Since I've cut out hobby spending, I am going to try to spend more time appreciating what is already in my collection. The other day, I just pulled a random binder off my shelf.  It was 1976 Topps and the first 6 cards of the set memorialized the record breakers from the previous season. It made me wonder how many of these records still stand. Someone else may have done this, but I am not going to look. I need something to do and this is as good as anything.

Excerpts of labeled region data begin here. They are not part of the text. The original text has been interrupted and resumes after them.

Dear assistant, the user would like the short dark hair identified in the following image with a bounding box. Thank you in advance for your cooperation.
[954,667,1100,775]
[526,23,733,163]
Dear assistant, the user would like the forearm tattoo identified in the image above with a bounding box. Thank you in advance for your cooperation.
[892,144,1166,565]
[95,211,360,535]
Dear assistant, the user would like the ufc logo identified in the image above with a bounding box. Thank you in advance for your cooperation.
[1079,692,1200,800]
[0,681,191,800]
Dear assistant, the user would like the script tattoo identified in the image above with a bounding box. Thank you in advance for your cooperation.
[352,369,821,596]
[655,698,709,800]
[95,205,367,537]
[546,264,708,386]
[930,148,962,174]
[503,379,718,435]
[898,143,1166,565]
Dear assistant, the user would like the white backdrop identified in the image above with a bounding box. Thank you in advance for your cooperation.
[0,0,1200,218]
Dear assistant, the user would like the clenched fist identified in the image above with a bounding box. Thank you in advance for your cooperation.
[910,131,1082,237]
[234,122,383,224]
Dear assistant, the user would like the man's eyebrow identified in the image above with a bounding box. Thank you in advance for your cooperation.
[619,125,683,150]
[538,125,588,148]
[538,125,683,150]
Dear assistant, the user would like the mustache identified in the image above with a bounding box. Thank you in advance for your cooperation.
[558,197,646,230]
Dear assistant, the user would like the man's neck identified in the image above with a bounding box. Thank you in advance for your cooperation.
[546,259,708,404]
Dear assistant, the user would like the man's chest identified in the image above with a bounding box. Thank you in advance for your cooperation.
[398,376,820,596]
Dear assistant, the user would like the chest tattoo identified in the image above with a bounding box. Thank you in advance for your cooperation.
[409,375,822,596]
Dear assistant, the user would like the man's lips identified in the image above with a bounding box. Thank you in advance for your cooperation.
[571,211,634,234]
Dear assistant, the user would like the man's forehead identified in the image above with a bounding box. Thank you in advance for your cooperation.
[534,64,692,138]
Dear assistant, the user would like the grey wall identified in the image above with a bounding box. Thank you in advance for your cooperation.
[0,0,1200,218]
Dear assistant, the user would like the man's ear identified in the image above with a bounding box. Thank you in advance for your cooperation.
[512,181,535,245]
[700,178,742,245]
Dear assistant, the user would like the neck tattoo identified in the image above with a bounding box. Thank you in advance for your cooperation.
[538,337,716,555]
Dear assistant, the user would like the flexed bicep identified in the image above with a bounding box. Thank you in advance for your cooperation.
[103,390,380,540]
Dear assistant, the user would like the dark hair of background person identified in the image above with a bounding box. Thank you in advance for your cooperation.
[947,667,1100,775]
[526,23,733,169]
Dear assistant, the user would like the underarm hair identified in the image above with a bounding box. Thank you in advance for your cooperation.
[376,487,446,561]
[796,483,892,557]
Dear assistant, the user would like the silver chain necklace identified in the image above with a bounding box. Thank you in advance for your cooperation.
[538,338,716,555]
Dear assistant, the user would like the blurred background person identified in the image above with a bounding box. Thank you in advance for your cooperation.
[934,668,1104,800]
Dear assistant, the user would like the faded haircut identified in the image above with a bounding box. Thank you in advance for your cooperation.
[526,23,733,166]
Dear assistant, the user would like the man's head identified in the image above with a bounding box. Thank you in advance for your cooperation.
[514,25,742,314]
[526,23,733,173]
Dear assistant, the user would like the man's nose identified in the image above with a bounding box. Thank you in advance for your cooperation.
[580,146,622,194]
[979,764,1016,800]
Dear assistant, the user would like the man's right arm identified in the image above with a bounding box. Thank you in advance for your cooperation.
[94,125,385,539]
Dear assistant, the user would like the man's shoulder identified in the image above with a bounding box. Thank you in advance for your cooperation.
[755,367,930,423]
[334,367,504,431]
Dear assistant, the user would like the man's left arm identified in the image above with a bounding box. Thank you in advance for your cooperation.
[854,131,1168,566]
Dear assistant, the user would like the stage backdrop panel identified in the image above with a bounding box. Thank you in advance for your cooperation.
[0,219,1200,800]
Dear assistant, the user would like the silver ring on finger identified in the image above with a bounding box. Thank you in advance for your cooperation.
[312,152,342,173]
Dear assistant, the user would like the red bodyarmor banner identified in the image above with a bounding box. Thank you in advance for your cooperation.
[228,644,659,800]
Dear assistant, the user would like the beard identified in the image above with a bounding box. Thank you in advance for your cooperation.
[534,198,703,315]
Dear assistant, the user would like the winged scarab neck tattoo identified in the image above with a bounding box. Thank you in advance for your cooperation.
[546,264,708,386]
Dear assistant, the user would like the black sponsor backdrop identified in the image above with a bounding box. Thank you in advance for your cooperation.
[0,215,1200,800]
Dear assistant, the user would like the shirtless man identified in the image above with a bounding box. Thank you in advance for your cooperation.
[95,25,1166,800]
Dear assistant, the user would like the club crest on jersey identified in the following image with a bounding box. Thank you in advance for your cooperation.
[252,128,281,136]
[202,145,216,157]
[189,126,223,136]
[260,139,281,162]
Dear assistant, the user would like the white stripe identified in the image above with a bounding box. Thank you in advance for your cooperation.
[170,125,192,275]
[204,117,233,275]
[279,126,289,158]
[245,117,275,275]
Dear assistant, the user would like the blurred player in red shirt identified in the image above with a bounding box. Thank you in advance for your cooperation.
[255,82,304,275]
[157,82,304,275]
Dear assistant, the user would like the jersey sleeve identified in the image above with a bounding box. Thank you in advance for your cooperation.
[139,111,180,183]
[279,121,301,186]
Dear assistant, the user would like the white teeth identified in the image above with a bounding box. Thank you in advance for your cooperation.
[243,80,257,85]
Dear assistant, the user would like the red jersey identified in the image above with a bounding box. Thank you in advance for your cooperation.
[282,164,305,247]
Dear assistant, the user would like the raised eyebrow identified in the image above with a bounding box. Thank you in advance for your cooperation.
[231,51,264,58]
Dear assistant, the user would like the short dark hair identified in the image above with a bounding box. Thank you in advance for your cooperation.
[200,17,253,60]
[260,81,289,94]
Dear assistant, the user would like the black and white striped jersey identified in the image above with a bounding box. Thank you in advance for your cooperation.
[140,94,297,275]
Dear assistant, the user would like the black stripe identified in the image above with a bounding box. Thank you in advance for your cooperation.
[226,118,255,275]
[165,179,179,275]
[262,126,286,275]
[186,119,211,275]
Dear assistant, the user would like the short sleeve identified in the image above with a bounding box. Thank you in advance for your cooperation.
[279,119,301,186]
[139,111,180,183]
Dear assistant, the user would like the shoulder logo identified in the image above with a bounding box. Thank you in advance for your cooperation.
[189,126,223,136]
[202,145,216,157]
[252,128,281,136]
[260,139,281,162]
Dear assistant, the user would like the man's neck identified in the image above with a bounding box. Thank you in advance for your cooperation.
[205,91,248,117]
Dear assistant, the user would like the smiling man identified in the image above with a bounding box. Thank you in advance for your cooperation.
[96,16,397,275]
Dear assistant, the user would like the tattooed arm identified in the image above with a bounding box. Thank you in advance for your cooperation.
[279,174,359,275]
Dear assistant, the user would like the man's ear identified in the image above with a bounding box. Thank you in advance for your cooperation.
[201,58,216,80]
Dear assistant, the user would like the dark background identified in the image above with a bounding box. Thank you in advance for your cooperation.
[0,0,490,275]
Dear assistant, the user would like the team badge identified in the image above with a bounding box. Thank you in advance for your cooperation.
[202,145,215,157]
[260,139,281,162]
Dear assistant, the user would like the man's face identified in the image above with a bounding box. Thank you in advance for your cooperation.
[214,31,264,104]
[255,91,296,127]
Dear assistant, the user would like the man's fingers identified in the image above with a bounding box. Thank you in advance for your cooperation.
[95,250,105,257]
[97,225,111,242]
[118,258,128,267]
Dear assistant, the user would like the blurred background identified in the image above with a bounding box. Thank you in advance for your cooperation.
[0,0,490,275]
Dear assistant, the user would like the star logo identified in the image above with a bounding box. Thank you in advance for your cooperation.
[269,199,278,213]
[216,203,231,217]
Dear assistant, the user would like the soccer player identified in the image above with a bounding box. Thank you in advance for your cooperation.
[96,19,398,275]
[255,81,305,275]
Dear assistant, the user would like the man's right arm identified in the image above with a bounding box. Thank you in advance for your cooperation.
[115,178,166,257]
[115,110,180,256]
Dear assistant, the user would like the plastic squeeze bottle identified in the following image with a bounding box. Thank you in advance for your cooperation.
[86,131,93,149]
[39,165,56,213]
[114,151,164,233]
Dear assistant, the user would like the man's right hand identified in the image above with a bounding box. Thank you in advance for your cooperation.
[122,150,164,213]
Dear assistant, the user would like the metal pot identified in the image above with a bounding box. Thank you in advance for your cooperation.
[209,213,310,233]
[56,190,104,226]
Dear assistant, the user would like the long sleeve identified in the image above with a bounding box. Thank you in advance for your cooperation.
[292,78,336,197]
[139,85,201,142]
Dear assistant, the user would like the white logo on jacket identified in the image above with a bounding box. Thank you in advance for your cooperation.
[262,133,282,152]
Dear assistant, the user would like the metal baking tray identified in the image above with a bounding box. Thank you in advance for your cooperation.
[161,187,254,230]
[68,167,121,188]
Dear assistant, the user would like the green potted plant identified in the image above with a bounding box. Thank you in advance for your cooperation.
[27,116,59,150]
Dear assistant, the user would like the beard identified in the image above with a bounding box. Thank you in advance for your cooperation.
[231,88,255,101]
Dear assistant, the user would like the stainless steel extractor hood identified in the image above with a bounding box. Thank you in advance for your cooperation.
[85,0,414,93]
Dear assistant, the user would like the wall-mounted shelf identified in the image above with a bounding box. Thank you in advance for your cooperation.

Hank Aaron is still the all-time career RBI leader, though he tacked another 35 on to the total in 1976, his final season.  I actually am surprised by this. I would have though Barry Bonds would have passed him, but he is actually 301 behind Hammerin' Hank. Speaking of the Bonds family...

It is hard to find statistics on lead off home runs. I am sure there is a way to figure it out in Baseball Reference, but I haven't figured it out.  All I can determine is that the all time leadoff homer hitter is Rickey Henderson with 81, followed by Alfonso Soriano with 54 and Craig Biggio with 53. Ian Kinsler is 4th with 48.  As near as I can tell, Bonds ended his career with 34.  Whether there is anyone between him and Kinsler is unknown to me.

Bobby Bonds is the all-time 30-30 Club co-champion, retiring with 5 such seasons. Who also has five 30-30 seasons? His son Barry Bonds. Keeping it in the family!

Mickey Lolich, currently 20th on the all-time strikeout leaders list, is now only 4th in that category amongst lefthanders.  He has been surpassed by Randy Johnson (4875), Steve Carlton (4136), and the recently retired CC Sabathia (3093.)

Lopes no long holds this record.  Vince Coleman had 50 in the 1988 and 1989 seasons, Ichiro had 45 between 2006 and 2007, Tim Raines swiped 40 in a row successfully over a three season span (1993-1995), and Jimmy Rollins had 39 successful steals in a row between 2007 and 2008.

Tom Terrific still holds this record.  He even managed to extend it to 9 seasons and came 4 strikeouts short of a tenth. Even Nolan Ryan, who had fifteen 200+ K seasons in his career, never managed to string together more than 5 in a row, though he did it twice including once between his age 40 and 44 seasons.

Stennett still holds this record, though he really is tied for it with Wilbert Robinson who did it on June 10, 1892.